委員長はまだしも、阿久津君は来てほしくない。
{いや、阿久津君はちょっと}
「凛、阿久津君と仲悪いの?」
{良くはない}
「じゃあ、この機に仲良くなっちまえよ。あいつ結構いいやつだぞ?」
{いや、そういう問題じゃなくて}
「それとも何か?篠崎さんとあいつの関係が気になっているのか?」
そうともいえるし、違うともいえる。
「まぁ、僕たちは凛が優先だから。
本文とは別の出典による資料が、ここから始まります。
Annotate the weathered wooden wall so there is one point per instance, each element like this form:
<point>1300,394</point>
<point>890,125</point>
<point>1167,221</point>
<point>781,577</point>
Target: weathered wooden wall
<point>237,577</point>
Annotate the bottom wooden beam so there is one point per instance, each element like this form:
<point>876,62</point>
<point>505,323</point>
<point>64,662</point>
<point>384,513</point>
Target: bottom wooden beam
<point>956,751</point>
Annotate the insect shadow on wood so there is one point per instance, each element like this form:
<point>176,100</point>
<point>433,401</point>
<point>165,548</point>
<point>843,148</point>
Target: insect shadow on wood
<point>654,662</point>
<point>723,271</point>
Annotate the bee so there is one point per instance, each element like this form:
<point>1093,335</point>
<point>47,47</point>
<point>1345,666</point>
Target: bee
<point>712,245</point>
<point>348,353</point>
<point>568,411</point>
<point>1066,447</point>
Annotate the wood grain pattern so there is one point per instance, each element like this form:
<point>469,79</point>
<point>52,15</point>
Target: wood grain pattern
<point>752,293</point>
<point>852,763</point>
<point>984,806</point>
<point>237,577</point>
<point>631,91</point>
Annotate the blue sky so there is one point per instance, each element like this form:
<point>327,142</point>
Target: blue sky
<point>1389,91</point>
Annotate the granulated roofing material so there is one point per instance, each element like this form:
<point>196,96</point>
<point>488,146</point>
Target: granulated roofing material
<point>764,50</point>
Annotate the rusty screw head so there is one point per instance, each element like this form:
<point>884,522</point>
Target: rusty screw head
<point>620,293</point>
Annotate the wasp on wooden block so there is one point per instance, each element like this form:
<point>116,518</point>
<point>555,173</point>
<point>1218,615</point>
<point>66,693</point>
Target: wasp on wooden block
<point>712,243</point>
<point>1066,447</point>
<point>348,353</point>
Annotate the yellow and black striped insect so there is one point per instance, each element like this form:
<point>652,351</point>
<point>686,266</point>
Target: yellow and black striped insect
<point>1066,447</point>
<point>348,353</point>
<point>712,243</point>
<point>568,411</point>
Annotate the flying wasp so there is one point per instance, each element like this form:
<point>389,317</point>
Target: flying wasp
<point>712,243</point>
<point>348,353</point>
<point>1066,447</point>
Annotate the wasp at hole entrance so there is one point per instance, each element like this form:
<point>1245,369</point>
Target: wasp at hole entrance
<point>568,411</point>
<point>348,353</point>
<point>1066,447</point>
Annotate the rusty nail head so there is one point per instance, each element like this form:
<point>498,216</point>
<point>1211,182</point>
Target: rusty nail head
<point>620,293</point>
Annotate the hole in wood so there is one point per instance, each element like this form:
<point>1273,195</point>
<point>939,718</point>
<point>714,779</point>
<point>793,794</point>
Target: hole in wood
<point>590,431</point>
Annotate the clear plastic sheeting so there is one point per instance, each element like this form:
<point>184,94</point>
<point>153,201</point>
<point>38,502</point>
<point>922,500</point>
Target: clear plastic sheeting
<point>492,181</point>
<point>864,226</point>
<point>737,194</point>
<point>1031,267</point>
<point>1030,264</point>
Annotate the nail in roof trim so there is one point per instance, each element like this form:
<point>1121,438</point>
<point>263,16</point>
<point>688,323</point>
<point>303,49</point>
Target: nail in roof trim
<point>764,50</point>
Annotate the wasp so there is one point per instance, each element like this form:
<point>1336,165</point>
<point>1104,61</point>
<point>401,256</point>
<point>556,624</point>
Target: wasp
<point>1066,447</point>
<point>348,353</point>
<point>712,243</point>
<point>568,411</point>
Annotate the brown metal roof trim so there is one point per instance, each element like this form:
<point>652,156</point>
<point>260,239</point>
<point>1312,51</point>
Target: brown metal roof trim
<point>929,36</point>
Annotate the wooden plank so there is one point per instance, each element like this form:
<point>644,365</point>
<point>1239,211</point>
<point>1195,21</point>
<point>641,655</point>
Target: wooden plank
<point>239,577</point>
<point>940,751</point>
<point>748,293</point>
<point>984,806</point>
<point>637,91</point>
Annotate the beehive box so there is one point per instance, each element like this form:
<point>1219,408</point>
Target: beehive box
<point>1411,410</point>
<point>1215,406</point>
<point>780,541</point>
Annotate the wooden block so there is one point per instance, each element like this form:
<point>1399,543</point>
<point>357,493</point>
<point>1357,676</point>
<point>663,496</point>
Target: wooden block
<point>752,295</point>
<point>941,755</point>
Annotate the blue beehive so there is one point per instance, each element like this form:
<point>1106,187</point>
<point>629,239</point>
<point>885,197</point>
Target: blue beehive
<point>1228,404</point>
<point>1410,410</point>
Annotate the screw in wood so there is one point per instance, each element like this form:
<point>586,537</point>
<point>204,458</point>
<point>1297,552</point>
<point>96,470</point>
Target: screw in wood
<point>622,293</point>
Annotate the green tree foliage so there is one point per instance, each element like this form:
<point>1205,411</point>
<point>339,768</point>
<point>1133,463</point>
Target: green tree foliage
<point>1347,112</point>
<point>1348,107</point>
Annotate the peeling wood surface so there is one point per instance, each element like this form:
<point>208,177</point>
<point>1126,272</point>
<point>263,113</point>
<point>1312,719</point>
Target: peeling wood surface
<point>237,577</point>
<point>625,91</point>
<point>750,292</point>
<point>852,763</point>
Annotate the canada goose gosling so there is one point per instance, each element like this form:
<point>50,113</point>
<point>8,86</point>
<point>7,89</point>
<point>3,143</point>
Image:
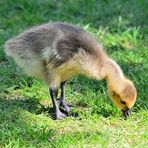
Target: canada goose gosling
<point>56,52</point>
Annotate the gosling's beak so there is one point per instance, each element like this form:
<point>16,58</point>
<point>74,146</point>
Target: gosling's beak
<point>127,113</point>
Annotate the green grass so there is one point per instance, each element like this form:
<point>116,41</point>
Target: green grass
<point>25,107</point>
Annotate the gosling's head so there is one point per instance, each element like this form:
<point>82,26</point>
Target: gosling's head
<point>125,97</point>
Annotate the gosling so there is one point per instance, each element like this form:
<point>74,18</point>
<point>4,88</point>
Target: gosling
<point>56,52</point>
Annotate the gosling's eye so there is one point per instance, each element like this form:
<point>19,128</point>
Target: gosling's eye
<point>123,102</point>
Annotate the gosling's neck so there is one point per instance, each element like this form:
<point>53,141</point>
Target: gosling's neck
<point>113,74</point>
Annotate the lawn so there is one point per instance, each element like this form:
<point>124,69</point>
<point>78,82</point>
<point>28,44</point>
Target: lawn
<point>25,108</point>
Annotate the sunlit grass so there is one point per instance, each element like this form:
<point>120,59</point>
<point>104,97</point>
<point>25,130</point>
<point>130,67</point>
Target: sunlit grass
<point>25,108</point>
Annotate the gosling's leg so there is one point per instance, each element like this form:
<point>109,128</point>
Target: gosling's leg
<point>57,112</point>
<point>62,102</point>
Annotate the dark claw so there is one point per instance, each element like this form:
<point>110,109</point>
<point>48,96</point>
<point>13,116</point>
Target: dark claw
<point>59,115</point>
<point>127,113</point>
<point>65,106</point>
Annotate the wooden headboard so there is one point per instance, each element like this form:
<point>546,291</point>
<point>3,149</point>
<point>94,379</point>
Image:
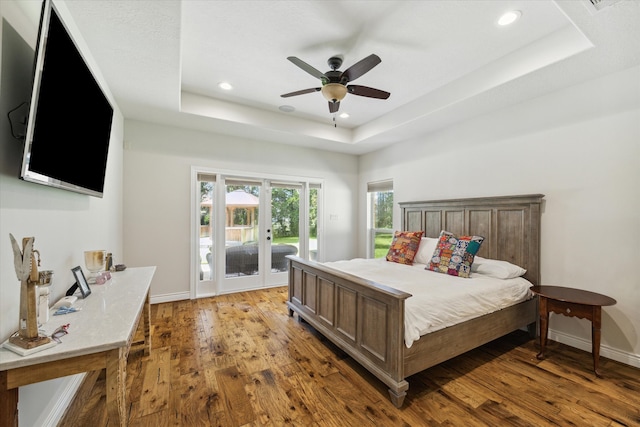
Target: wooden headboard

凛がどうしても嫌だっていうなら、誘わないけど」
{その言い方はずるくないか?}
「そう?」
{分かったよ}
しぶしぶ承諾する。
「よっしゃ、じゃあ、みんなで日程合わせて蓮の別荘に遊びに行こうぜ」
その日の放課後の部室
「みんな!一学期もお疲れ様!」
湊先輩が言う。
「お疲れ様でーす!」
「お疲れっす」
今日が休み前の最後の部活の日だった。
「いやぁ、今年の四月はどうなることかと思ったけど、少しずつ軌道に乗り始めたね」
「これも、入ってきてくれた後輩君たちのおかげっす」
先輩二人が言う。
「それでね、今日は皆に夏休みの予定を発表します」
湊先輩が言う。
「うちの装飾部は、夏休み期間中みんなで集まって活動するとかは基本的に無いの」
「え!そうなんですか?」
「うん。ただ、部室には基本的に毎日誰かいて、期待人が勝手に来るみたいな感じ」
「なるほど、交代で部室を開けに来るんですね」
「そうそう」
それなら、みんなとの予定も都合がつきそうだ。
「日程表は、あとでグループラインに送るから」
部活が終わり、校舎を後にして歩いていると
「ねぇ」
そう言って声をかけてきたのは、美鈴だった。
「ちょっと話さない?」
作者からの一言。
おはようございます。
最近忙しくて、更新が滞っております。
以前もお話ししましたが、今後文字数を少なくすると思います。
更新頻度も、二日に一度程度に落ちるかもしれません。